The Ts Madison Starter House is not reliant on government funding, according to Madison, and she said this is especially important given the current rollback of transgender rights.
“This is funded by the people, for the people,” she said. “Even with the government cutting funding, we don’t need them. We have each other. It’s kind of like an underground railroad.”
Madison said she’s documenting the journey of Starter House and its residents and hopes the program becomes a model for other similar efforts.
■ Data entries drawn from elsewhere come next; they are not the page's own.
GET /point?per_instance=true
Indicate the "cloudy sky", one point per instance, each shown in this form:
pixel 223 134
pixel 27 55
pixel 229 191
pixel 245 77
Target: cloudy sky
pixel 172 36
She said the forthcoming docuseries is already in production and vowed it will showcase transformation, not trauma.
“We’re not doing it like a ‘Baddies,’” Madison said, referring to a reality show known for its drama-filled portrayals of women. “No, these are the girls overcoming. These are the triumphs.”
She added, “This is about possibility and transformation, not exploitation.”
As for Morgan, when asked about the docuseries component of the Starter House project, she said visibility is key: “Historically, queer people who are most accepted are the ones the public sees. That’s why this matters.”